Is this a substitute for a Manual J calculation?
No. This estimates load using envelope coefficients and infiltration. It’s great for preliminary sizing and sanity checks. For permits, rebates, or complex homes, commission a Manual J from a qualified designer or energy professional.
What AFUE value should I enter?
Use the nameplate AFUE. Condensing units are typically 92–98%. Non‑condensing are often 80–90%. AFUE affects the required input capacity; the heating load (required output) is determined by the building and climate.
Should I oversize the furnace?
Avoid large oversizing. A modest margin (about 10–20%) can cover setbacks and extreme cold. Excess oversizing causes short cycling and noise. Consider two‑stage or modulating equipment to handle part‑load conditions comfortably.
How do duct losses affect sizing?
Ducts in attics, crawlspaces, or garages can lose 5–20% of heat.
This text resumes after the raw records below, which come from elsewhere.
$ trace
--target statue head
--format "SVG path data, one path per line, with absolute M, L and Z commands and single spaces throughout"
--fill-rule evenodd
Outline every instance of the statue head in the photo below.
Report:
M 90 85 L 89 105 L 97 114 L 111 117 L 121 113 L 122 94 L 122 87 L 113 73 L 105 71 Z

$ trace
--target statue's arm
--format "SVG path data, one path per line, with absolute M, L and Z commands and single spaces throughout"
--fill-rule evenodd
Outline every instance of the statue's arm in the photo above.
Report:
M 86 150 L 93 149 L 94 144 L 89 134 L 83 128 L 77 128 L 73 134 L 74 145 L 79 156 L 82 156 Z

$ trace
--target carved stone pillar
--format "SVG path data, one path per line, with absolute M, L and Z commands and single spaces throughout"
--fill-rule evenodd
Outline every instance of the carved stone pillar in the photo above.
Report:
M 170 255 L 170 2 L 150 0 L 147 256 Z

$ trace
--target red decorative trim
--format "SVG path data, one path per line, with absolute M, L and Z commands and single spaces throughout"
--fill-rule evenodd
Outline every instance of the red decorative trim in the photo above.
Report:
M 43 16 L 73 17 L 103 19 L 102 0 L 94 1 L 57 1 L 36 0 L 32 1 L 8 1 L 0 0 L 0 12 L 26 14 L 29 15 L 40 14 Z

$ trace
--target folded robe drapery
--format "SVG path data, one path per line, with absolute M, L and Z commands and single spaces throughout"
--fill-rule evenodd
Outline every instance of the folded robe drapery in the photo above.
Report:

Increase the “Duct loss” percentage to reflect this. Air‑sealing and insulating ducts can reduce the load and may allow a smaller nameplate size.
Why does altitude matter?
Higher altitude reduces air density and usable input. Many gas furnaces require derating around 4% per 1,000 ft. The calculator inflates required nameplate input so delivered output still meets your design load.
Are BTU per square foot rules reliable?
Rules like “30–60 BTU/ft²” ignore insulation, windows, infiltration, and climate. Use them only as a quick check. This tool explicitly models those drivers, giving a more tailored sizing recommendation.
When should I consider a heat pump?
In moderate climates or tight, well‑insulated homes, cold‑climate heat pumps can meet most heating needs. Pair with a small furnace or electric backup if required, and compare lifecycle costs and comfort.